HeyGen
- Industry: Artificial intelligence
- Founded: 2020; 6 years ago
- Founders: Joshua Xu; Wayne Liang;
- Headquarters: Los Angeles, California, U.S.
- Products: HeyGen Avatar IV
- Website: heygen.com

= HeyGen =

Avatar-generating machine learning model

HeyGen is a generative artificial intelligence company that creates photo-realistic avatars via user-submitted photos and videos as well as a library of pre-made avatars and voices. The digital avatar can recite prompts in multiple languages.

When submitting content to be used in the generation of a video, users are required to give verbal consent, along with a spoken password to verify their identity.

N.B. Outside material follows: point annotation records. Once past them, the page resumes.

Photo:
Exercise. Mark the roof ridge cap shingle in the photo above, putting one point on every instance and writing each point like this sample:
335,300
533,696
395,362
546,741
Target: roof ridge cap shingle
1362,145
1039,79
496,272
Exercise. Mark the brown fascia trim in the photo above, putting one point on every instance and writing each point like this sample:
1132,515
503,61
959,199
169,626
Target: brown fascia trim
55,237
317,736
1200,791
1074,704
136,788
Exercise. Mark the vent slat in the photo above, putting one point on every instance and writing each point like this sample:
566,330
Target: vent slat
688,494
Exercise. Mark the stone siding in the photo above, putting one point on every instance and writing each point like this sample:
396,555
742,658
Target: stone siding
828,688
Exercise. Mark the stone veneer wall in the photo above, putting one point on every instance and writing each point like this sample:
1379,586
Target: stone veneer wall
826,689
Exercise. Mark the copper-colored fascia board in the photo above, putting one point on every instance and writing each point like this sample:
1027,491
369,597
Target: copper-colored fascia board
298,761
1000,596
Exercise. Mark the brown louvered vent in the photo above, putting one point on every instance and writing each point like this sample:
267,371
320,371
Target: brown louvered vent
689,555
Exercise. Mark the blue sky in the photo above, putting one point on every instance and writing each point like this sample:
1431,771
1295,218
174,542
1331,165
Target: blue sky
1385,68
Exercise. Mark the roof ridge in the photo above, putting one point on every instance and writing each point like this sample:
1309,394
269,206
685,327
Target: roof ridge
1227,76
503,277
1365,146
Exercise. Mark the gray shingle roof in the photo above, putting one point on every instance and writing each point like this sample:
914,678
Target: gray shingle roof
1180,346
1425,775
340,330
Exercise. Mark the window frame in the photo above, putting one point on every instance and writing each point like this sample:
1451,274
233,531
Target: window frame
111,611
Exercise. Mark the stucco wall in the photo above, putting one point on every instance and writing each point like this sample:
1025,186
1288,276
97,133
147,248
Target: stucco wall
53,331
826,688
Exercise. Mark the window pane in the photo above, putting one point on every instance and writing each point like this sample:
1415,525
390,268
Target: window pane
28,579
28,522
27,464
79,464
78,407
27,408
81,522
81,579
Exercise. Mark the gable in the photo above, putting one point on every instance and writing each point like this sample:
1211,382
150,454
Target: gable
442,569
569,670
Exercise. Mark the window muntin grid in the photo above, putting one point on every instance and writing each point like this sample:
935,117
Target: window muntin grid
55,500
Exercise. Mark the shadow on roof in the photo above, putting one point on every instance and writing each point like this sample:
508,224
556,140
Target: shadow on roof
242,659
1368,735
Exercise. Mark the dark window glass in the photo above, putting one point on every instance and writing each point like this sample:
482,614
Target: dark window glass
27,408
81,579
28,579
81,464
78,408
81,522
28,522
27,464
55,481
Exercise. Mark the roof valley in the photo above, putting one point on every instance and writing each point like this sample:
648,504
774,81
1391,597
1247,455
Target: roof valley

Human moderators are used to remove and block any content used for the purpose of bullying, harassment, and the spread of disinformation, in addition to the use of an automated content filter.

==History==
HeyGen (originally named Surreal, later rebranded from Movio) was founded by Joshua Xu and Wayne Liang in 2020. HeyGen established its headquarters in Los Angeles in 2022. The company initially raised capital from investors including Sequoia China (now HongShan) and ZhenFund.

The HeyGen app launched in September 2022. In November 2023, the company raised $5.6 million in funding from Sarah Guo’s venture capital firm, Conviction. In exchange for the funding, Guo would replace HongShan’s seat on the board of directors. As of the same date, the company reported employing 25 people.

In 2024, the service was used to translate and lip-sync Argentinian president Javier Milei's speech to the World Economic Forum.

In June 2024, HeyGen raised $60 million in a funding round that valued the company at $500 million. The funding was led by Benchmark, with participation from Conviction, Bond Capital, and Thrive Capital. As of that date, the company reported having more than 40,000 customers and an annualized recurring revenue of $35 million.

In November 2024, HeyGen was recognized by Fast Company as part of the publication’s "Next Big Things in Tech" list. The company was also recognized by Inc. as part of their 2024 "Best in Business" list.

HeyGen has been reported by media, as well as by Russian cybersecurity analysts Group-IB, as a tool used to create deepfakes in harmful videos, ranging from consumer scams to deceptive health-related content and geopolitical propaganda. The company website states, in 2026, that "HeyGen is one of the leading online deepfake makers because it includes face swap technology, image to video deepfake tools, GIF creation, and avatar features."